Sanati Souzan, Leonard Morton, Khamapirad Tuenchit, Eltorky Mahmoud A
Department of Pathology, The University of Texas Medical Branch, Galveston 77555-0588, USA.
Arch Pathol Lab Med. 2005 Mar;129(3):e58-61. doi: 10.5858/2005-129-e58-NMOTBA.
Nodular mucinosis is an extremely rare breast lesion. This benign mass usually presents clinically as a poorly circumscribed, subareolar, myxoid mass in young female patients. We report a case of this rare breast lesion and discuss its clinical, radiologic, and histopathologic features. A 21-year-old white woman presented with a mass in the left breast of 6 months' duration. She had never been pregnant or had any history of breast feeding, surgery, trauma, or use of exogenous hormones or a family history of breast cancer. Clinical breast examination demonstrated a 1 cm "rubbery" mass directly under and continuous with the left nipple. The skin that covered the mass had an edematous and irregular appearance without erythema or drainage from the nipple. Ultrasonography demonstrated a 1-cm, nonintraductal, circumscribed, homogeneous, isoechoic mass that was continuous or part of the base of the left nipple. The mass was smooth, with a thin echogenic rim. Doppler flow showed some vascularity. These findings suggested a benign breast lesion, including a fibroadenoma or nipple adenoma. Despite reassurance, the patient desired excision of the lesion. Gross examination revealed a nodular, rubbery-firm, ovoid, pink, polypoid mass that measured 1.5 x 0.9 x 0.8 cm.

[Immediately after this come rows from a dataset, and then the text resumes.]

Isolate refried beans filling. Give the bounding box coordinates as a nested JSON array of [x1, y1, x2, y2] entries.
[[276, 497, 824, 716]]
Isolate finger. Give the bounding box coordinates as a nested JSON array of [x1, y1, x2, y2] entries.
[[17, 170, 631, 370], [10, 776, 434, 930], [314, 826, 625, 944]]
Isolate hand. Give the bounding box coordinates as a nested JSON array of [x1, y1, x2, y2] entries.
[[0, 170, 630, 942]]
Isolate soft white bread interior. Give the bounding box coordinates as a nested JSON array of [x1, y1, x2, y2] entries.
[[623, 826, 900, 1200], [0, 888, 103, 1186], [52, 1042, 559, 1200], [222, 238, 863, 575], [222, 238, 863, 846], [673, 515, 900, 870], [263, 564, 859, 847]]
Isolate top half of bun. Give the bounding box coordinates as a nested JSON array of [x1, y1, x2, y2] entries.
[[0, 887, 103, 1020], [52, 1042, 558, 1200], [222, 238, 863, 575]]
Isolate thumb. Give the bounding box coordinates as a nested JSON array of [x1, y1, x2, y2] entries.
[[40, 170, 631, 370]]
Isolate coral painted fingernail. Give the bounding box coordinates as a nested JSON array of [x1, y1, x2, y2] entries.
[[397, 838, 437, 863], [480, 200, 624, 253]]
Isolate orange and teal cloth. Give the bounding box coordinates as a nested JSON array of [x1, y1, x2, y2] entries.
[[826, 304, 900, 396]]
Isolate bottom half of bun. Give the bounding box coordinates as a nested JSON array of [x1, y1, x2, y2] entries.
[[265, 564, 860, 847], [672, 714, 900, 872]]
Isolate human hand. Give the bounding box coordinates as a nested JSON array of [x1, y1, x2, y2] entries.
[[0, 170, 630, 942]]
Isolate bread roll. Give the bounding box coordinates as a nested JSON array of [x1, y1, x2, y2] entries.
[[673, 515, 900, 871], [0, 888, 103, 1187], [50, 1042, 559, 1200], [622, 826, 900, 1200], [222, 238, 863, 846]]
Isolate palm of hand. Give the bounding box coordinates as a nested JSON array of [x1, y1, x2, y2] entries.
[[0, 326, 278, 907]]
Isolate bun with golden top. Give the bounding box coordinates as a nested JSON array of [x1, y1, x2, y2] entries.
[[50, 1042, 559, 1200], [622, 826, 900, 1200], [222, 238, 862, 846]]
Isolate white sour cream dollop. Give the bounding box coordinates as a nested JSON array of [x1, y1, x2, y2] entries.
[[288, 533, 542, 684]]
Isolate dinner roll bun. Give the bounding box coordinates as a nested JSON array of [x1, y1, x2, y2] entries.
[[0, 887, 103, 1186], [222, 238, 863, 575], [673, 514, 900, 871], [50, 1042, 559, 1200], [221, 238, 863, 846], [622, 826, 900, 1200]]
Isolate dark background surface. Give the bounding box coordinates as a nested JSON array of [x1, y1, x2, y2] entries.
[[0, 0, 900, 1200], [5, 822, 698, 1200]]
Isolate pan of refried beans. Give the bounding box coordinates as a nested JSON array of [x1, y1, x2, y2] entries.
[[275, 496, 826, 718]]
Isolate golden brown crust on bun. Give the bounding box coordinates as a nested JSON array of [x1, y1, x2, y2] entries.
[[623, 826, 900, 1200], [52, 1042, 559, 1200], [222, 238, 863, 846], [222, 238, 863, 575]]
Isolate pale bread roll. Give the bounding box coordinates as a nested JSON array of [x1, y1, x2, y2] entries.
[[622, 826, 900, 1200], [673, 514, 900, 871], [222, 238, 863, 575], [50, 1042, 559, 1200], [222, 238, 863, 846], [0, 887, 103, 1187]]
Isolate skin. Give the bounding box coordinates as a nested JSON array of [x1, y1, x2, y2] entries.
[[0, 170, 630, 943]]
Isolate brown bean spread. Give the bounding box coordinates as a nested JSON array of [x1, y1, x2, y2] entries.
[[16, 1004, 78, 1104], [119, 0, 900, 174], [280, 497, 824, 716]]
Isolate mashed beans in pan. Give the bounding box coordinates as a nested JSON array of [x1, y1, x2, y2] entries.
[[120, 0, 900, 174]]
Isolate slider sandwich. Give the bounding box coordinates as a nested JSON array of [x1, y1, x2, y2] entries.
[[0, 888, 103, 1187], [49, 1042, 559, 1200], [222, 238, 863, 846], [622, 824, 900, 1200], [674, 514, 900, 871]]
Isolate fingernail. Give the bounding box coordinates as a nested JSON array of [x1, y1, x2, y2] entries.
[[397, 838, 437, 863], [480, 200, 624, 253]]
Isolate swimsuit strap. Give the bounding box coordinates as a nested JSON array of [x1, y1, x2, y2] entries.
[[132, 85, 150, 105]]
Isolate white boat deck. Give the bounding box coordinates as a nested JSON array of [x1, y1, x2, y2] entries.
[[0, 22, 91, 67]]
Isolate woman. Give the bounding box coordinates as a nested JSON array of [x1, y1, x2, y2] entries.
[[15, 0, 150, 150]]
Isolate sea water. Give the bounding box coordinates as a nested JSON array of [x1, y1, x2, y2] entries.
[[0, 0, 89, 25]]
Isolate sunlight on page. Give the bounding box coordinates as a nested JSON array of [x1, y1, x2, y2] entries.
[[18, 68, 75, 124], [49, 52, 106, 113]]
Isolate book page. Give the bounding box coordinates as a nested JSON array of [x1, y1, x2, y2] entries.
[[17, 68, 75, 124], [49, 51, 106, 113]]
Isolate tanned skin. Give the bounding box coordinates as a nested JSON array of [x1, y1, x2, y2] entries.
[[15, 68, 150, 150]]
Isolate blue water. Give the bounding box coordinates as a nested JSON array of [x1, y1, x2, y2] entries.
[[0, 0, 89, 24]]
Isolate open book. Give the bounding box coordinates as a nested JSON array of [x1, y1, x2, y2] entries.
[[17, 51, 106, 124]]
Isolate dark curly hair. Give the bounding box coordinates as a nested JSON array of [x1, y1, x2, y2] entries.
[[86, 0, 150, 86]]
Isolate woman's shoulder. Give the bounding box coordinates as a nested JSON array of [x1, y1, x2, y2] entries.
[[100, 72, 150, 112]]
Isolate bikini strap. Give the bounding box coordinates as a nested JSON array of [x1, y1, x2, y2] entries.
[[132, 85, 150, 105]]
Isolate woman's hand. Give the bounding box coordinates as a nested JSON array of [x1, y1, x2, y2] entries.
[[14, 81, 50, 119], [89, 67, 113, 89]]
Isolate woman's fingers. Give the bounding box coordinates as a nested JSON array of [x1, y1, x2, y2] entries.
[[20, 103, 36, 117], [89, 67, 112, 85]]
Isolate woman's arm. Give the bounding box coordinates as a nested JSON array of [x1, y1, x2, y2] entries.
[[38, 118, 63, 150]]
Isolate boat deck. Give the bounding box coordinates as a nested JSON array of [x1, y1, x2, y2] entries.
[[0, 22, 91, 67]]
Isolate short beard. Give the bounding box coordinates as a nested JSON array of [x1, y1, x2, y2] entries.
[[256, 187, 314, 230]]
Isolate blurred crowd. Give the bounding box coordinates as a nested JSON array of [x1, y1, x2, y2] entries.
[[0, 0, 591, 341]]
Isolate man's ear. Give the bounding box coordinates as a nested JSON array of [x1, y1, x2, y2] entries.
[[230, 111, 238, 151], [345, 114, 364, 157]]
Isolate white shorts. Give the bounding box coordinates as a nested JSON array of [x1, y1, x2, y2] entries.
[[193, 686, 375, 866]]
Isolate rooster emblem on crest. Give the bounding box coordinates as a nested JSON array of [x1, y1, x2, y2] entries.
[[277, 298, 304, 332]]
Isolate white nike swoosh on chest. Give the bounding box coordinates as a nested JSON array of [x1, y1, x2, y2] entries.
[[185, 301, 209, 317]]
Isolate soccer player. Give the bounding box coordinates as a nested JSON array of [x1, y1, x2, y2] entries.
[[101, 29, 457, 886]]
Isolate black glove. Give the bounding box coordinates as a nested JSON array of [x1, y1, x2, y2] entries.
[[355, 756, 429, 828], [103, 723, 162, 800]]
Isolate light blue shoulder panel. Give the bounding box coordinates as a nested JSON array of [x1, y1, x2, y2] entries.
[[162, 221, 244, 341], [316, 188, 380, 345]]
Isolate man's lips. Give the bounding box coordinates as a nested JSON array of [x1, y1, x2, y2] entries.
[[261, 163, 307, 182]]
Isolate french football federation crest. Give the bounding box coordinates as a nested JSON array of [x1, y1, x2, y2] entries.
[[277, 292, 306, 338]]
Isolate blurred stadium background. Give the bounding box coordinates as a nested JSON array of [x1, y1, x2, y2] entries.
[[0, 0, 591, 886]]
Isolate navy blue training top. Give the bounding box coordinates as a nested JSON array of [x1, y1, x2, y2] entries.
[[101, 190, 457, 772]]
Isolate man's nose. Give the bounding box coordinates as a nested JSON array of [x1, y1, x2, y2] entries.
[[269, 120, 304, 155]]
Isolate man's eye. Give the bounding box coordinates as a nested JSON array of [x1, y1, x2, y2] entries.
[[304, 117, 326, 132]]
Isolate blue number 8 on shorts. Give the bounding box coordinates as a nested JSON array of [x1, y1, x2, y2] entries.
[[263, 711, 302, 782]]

Microscopic examination showed a well-circumscribed tumor with a nodular appearance, which consisted of an accumulation of pink myxoid tissue and contained spindle cells with bland-appearing nuclei, no mitosis, and mild cellularity. The pink myxoid tissue was stained with Hale colloidal iron and Alcian blue. The Alcian blue stain was removed by pretreatment with hyaluronidase. The spindle cells stained with vimentin and smooth muscle actin; however, they did not express smooth muscle myosin or cytokeratin. This report presents and discusses the pathologic, ultrasonographic, and clinical findings of this rare entity.
结节性黏液变性是一种极其罕见的乳腺病变。这种良性肿块在临床上通常表现为年轻女性患者乳晕下边界不清的黏液样肿块。我们报告一例这种罕见的乳腺病变,并讨论其临床、放射学和组织病理学特征。一名21岁白人女性因左侧乳房出现肿块6个月前来就诊。她从未怀孕,也无母乳喂养、手术、外伤、使用外源性激素史或乳腺癌家族史。临床乳腺检查发现左侧乳头正下方有一个1厘米大小的“橡皮样”肿块,与乳头相连。覆盖肿块的皮肤呈水肿、不规则外观,无红斑,乳头无溢液。超声检查显示一个1厘米大小、非导管内、边界清晰、均匀、等回声的肿块,与左侧乳头底部相连或为其一部分。肿块表面光滑,有薄的回声环。多普勒血流显示有一些血管分布。这些表现提示为良性乳腺病变,包括纤维腺瘤或乳头腺瘤。尽管已向患者保证,但她仍希望切除该病变。大体检查发现一个结节状、橡皮样坚硬、卵圆形、粉红色、息肉样肿块,大小为1.5×0.9×0.8厘米。显微镜检查显示一个边界清晰的肿瘤,呈结节状外观,由粉红色黏液样组织聚集而成,含有核外观温和的梭形细胞,无核分裂,细胞密度轻度增加。粉红色黏液样组织经黑尔胶体铁和阿尔辛蓝染色。阿尔辛蓝染色经透明质酸酶预处理后可去除。梭形细胞波形蛋白和平滑肌肌动蛋白染色阳性;然而,它们不表达平滑肌肌球蛋白或细胞角蛋白。本报告展示并讨论了这种罕见疾病的病理、超声和临床发现。